How come GM plans for large or heavy commercial hydrogen powered vehicles only and Toyota has thousands of compact vehicles in California filling up in about six to eight minutes at regular service stations , that is the future with 120F temperatures not the over worked power grid in the U.S. buying power from Canada and Quebec in the whole northeast states .EV ‘s are only one part of the future and GM has put much of their funding toward them, under Mary Barra leadership ?
You complain that there aren’t enough EV refueling locations in the US despite most owners being able to recharge at home and thus converting to EV is a waste. Now you want GM to convert to hydrogen Fuel when there are only 60 public refueling stations nationwide. How is that logical?
Implementing this in commercial vehicles will allow companies to have their own private refueling stations. No need for GM or the government to build out more refueling stations.

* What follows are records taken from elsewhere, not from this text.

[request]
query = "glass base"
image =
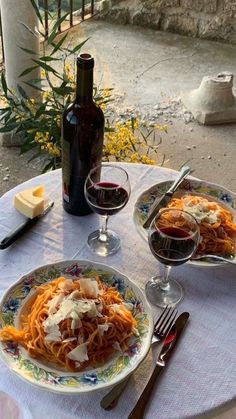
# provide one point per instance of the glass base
(161, 296)
(104, 245)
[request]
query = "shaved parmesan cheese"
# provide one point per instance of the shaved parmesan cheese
(117, 347)
(128, 306)
(202, 212)
(53, 333)
(54, 302)
(103, 328)
(89, 287)
(66, 285)
(79, 354)
(76, 322)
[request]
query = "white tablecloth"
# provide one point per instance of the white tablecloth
(202, 373)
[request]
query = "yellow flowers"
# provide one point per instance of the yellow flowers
(131, 142)
(43, 139)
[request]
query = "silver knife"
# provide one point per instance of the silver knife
(18, 231)
(165, 199)
(163, 358)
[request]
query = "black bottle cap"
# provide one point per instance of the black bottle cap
(85, 61)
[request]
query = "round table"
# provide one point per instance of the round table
(201, 375)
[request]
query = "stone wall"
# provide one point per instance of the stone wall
(208, 19)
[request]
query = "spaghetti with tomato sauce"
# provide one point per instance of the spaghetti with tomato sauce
(216, 223)
(74, 324)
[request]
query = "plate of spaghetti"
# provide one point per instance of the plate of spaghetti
(74, 327)
(213, 206)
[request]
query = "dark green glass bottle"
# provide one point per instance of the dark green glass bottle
(82, 139)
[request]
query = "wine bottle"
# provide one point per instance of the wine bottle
(82, 139)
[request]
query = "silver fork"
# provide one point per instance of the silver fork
(161, 328)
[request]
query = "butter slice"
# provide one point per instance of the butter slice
(30, 202)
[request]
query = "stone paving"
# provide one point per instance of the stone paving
(148, 70)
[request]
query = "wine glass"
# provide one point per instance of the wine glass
(173, 238)
(107, 191)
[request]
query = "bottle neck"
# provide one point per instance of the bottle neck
(84, 86)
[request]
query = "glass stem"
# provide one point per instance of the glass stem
(165, 280)
(103, 230)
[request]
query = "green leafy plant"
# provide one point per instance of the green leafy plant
(39, 120)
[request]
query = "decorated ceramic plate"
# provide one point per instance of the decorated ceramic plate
(212, 191)
(53, 378)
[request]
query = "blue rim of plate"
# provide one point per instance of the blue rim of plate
(211, 190)
(52, 378)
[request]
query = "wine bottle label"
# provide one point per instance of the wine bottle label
(66, 169)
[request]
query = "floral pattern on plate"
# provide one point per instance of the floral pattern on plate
(146, 199)
(51, 378)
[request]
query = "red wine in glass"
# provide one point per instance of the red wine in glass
(172, 246)
(173, 238)
(107, 198)
(107, 191)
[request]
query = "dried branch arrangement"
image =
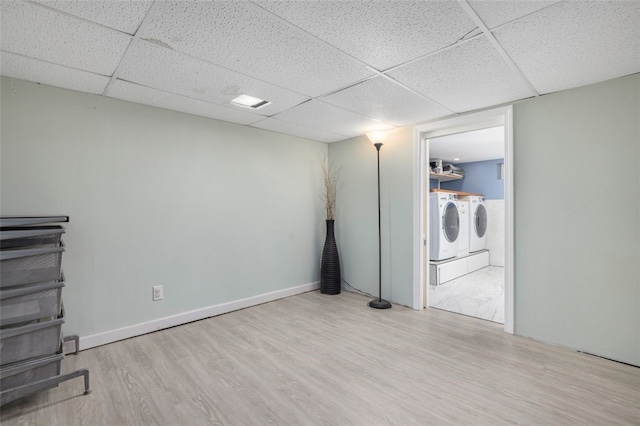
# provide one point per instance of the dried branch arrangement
(331, 177)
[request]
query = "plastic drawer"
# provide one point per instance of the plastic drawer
(31, 237)
(30, 341)
(30, 266)
(22, 373)
(30, 302)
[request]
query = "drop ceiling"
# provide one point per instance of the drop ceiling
(331, 70)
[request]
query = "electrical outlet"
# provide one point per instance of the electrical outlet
(158, 293)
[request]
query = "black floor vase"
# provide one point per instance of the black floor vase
(330, 267)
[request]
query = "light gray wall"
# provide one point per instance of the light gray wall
(577, 204)
(213, 211)
(357, 214)
(577, 217)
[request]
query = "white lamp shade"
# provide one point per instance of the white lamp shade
(377, 136)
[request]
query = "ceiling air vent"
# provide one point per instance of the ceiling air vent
(246, 101)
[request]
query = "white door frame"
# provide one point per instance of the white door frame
(502, 116)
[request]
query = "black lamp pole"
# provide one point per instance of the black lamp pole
(379, 303)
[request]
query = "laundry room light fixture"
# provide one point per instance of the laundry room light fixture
(377, 138)
(247, 101)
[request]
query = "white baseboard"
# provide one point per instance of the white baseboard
(111, 336)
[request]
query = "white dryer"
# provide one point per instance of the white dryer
(477, 224)
(444, 225)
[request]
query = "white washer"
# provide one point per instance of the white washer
(477, 224)
(444, 226)
(463, 238)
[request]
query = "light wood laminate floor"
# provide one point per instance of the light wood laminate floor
(315, 359)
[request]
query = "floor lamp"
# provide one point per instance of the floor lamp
(376, 138)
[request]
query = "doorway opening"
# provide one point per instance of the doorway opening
(431, 250)
(466, 256)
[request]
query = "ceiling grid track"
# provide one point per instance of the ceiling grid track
(136, 38)
(494, 42)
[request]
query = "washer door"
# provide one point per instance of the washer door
(450, 222)
(480, 222)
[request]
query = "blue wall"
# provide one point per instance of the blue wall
(481, 177)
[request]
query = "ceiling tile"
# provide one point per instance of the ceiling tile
(171, 71)
(245, 38)
(384, 100)
(319, 115)
(122, 15)
(147, 96)
(469, 76)
(381, 33)
(24, 68)
(297, 130)
(497, 12)
(576, 43)
(40, 33)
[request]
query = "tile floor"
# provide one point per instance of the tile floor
(479, 294)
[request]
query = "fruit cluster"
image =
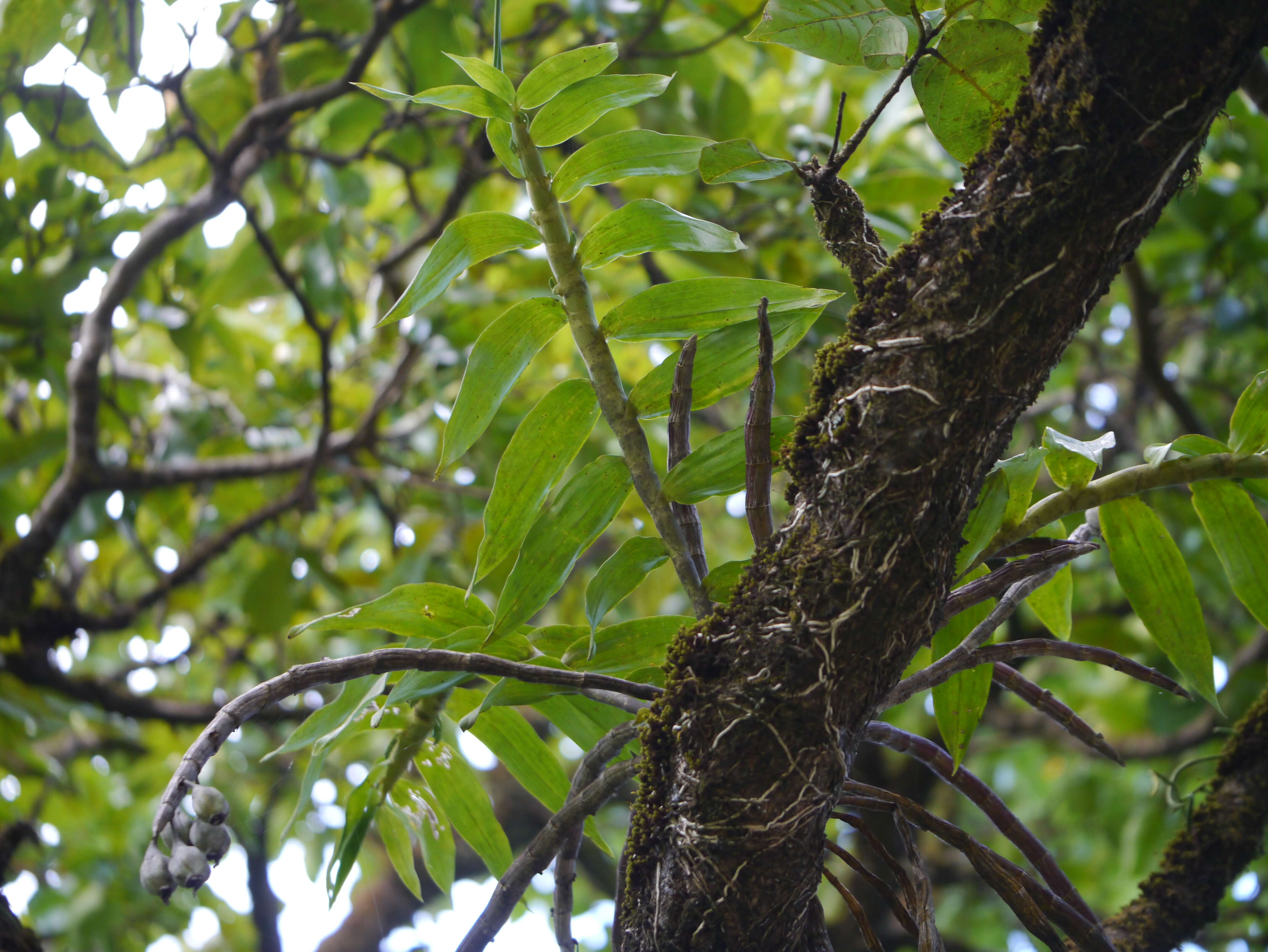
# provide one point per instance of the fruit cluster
(193, 845)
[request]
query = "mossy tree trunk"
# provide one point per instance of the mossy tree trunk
(908, 412)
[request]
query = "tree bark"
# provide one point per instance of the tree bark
(766, 699)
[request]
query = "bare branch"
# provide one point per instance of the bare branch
(302, 678)
(680, 445)
(986, 800)
(757, 434)
(539, 852)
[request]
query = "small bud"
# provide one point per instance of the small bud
(188, 866)
(181, 824)
(213, 840)
(155, 875)
(210, 804)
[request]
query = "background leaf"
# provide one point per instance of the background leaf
(1158, 585)
(972, 84)
(647, 225)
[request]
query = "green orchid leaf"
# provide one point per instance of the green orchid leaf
(554, 75)
(584, 509)
(959, 702)
(1241, 539)
(579, 107)
(704, 305)
(464, 243)
(726, 362)
(1248, 432)
(466, 803)
(487, 76)
(537, 457)
(647, 225)
(423, 610)
(717, 467)
(622, 575)
(472, 101)
(624, 155)
(498, 359)
(1158, 585)
(971, 84)
(738, 160)
(984, 520)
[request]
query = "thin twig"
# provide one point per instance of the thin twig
(1047, 703)
(680, 447)
(986, 800)
(856, 911)
(537, 856)
(877, 883)
(757, 434)
(566, 860)
(1002, 578)
(302, 678)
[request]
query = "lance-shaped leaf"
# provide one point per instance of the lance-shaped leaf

Love the hydrogen idea, more power dense to compare to diesel, doesnt quite get there but would rather have a commercial hydrogen asset than an electric one hands down, not even close.
Oh, and by the way did anyone see that ship that hauls 3800 cars catch fire? 500 of those cars were evs, kind of made me smile but hope no one was hurt. Now since you can’t put a lithium ev battery out with water wonder how they will handle that? Thats an ecological disaster if those were to melt thru the hull, or how do u remove water has been used to try and put it out that is now an eco-disaster itself? Now that’s a cluster fock no matter how you look atit.
The fire on that ship reportedly started with one of the EVs.
Kind of wondering where all of the hydrogen is going to come from. My understanding is that most of it is sourced from natural gas at this point. Electrolysis uses a lot of energy to crack water. It will be interesting to how this works out. Given the choice, I’d choose hydrogen for my long distance vehicle and perhaps an EV for in-town, near-town travel.